Caching in DataFusion

Don’t read twice.
Author

Xiangpeng Hao

Published

October 27, 2024

Note: my research is funded by InfluxData, which made this blog post possible.


In the last post, we discussed how DataFusion prunes Parquet files to read only the necessary data. This post explores DataFusion’s caching mechanisms, which help avoid repeating reads to object storage.

Current state

DataFusion provides a flexible and layered caching architecture that enables developers to optimize data access at multiple levels. The caching system is designed to be extensible, allowing custom implementations while providing sensible defaults. Let’s examine the built-in caching mechanisms that make DataFusion efficient.

1. List files cache

The list files cache optimizes directory scanning operations in DataFusion. When a ListingTable needs to access files in a directory, it first checks this cache before performing expensive filesystem listing operations.
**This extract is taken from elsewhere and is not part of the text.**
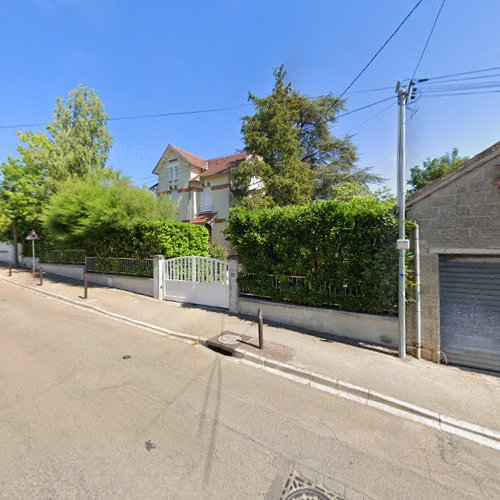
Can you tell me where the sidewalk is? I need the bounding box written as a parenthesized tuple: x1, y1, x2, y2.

This cache is implemented as a simple but effective HashMap that stores directory paths as keys and lists of file metadata as values. The metadata includes important file information like size, last modified time, and other attributes that would otherwise require filesystem/network calls to retrieve:

struct ListFilesCache {
    cached: HashMap<Path, Vec<ObjectMeta>>,
}

2. File statistics cache

The file statistics cache stores important statistics about each file, such as row count and column statistics (min/max values). These statistics are used by DataFusion’s query optimizer to make better execution decisions, like pruning files that cannot contain matching data.

The cache avoids having to recompute/re-decode these statistics for each query by storing them in a HashMap that maps file paths to both file metadata and statistics:

struct FileStatisticsCache {
    cached: HashMap<Path, (ObjectMeta, Statistics)>,
}

3. Parquet metadata cache

Getting Parquet metadata can be costly for two main reasons:

  1. Network overhead: It requires up to 2 separate network requests to retrieve the raw metadata bytes - one for the footer offset and another for the actual metadata
  2. Processing overhead: Decoding the metadata can be computationally expensive, especially for tables with many columns

To address these challenges, DataFusion provides the ParquetFileReaderFactory trait. This trait allows developers to implement custom metadata handling strategies. The factory returns an AsyncFileReader that separates metadata access from data page access, enabling different caching and optimization approaches for each:

pub trait AsyncFileReader: Send {
    fn get_metadata(&mut self) -> BoxFuture<'_, Result<Arc<ParquetMetaData>>>;

    fn get_bytes(&mut self, range: Range<usize>) -> BoxFuture<'_, Result<Bytes>>;

    ... // other methods
}

4. Parquet file range cache

Lastly and most importantly, DataFusion caches the Parquet file ranges that have been read.

Under the hood, DataFusion uses object_store to interact with the S3, GCS, or local filesystem. While object_store provides a unified interface for different storage backends, but it does not implement caching by default.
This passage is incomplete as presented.